В том числе и Германия. Включенная в состав империи, как включил Галлию Юлий Цезарь, она должна была стать важнейшей частью наследия Августа. Должна была, но не стала. Август с горечью сознавал, что он не может — и уже не сможет — провести новую кампанию для покорения Германии. Рубежами Римской империи останутся Рейн и Дунай.

«Возможно, по прошествии времени Тиберий сможет отомстить за это поражение», — подумал Август, но тут же покачал головой. Некоторые раны бывают столь глубоки, что их ничем не залечить.

Квинтилий Вар, верни мне мои легионы!

И снова Август удержал крик в себе, а ведь в первые несколько недель после катастрофы ему этого не удавалось. Все слуги вздрагивали, слыша его вопли. Дрожал бы и Вар, если бы не находился теперь вне досягаемости кого-либо, кроме богов.

Арминий, будь он проклят, сумел добиться того, на что казалась способной только смерть, — заставил Августа изменить планы, отказаться от задуманного. А ведь если Германия не станет римской, она… останется Германией. Останется дикой, варварской, независимой. Постоянным источником тревог и волнений.

Август предвидел это и лишь надеялся, что она не скоро начнет причинять слишком много беспокойства.

Спустя три дня гонец с Дуная добрался до дворца на Палатинском холме и заговорил с конюхами. Те отослали его к стражам, один из которых доложил о прибывшем старшему слуге Августа, а вольноотпущенник явился с докладом к самому императору.

— Господин, сдается, ты поступишь правильно, если примешь этого человека, выслушаешь его и узнаешь, что он привез.

— Ладно, направь его в переднюю. Я приму его там.

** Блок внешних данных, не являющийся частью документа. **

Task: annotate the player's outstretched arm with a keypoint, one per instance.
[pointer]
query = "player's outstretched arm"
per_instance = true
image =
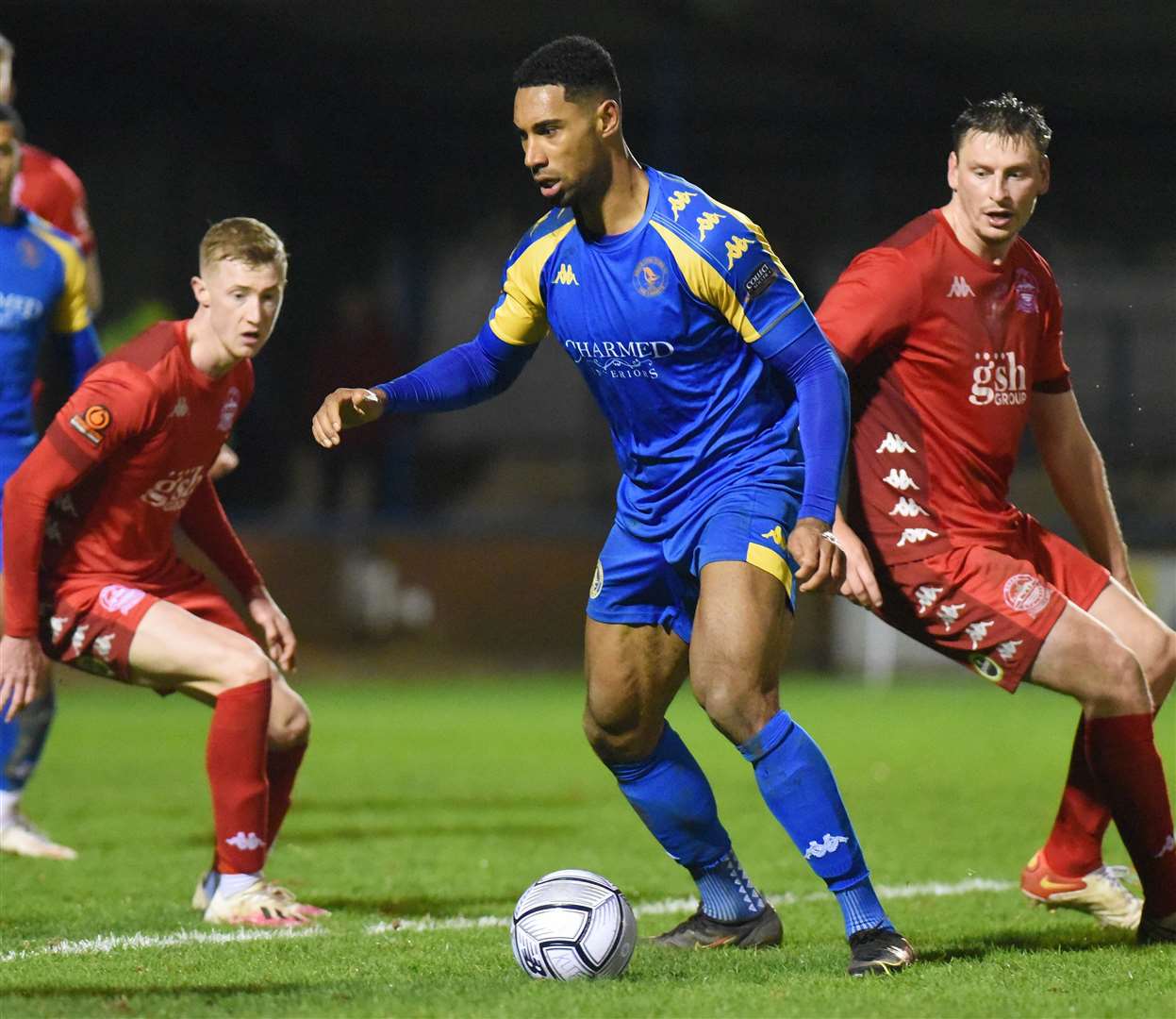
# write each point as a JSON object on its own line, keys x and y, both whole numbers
{"x": 861, "y": 585}
{"x": 1079, "y": 476}
{"x": 458, "y": 377}
{"x": 281, "y": 646}
{"x": 24, "y": 673}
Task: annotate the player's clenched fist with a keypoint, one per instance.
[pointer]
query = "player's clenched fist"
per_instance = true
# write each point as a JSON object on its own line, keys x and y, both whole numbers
{"x": 821, "y": 565}
{"x": 24, "y": 673}
{"x": 344, "y": 409}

Уже произнеся эти слова, Август вдруг вспомнил, что именно там он принимал гонца, который принес весть о катастрофе в Тевтобургском лесу.

Квинтилий Вар…

Август незаметно сплюнул через плечо, чтобы отвратить беду.

Выйдя в небольшую переднюю, Август увидел, что ожидающий его гонец явно нервничает. У ног человека лежал кожаный мешок, и Август поморщился, уловив исходящий от мешка неприятный запах.

— Ну? — Август указал на мешок. — Что это еще такое?

— Прошу, возьми сначала это. Тут все объясняется куда лучше, чем я смогу объяснить изустно.

Гонец протянул тугой свиток с восковыми печатями на шнурах.

— Ладно.

Август сломал печати, развернул свиток, но, убедившись, что текст убористый и почерк слишком мелкий для его немолодых глаз, передал послание слуге.

— Прочти вслух.

— Будет исполнено, — промолвил вольноотпущенник. — Итак: «Я — Гай Либо, виноторговец и римский гражданин, находящийся при дворе Маробода, царя маркоманов, к северу от Дуная. Сам царь Маробод писать не умеет, потому попросил меня объяснить, что за подношение посылается тебе вместе с этим письмом…»

Август снова указал на мешок.

— Подношение внутри?

— Совершенно верно, — подтвердил гонец.

— Хорошо. — Август снова повернулся к слуге. — Продолжай.

— Слушаюсь. «Не так давно Маробод получил от Арминия, другого царя германцев, голову римского военачальника Публия Квинтилия Вара. Маробод заявляет, что никогда не ссорился ни с тобой, ни с Варом, в доказательство чего посылает эту голову тебе для подобающего погребения».

— Вот оно что… — пробормотал Август.

Он помолчал, чтобы собраться с мыслями, и спросил:

— А ты уверен, что это действительно голова Вара? Что Маробод не решил послать голову кого-нибудь другого, чтобы снискать мое расположение?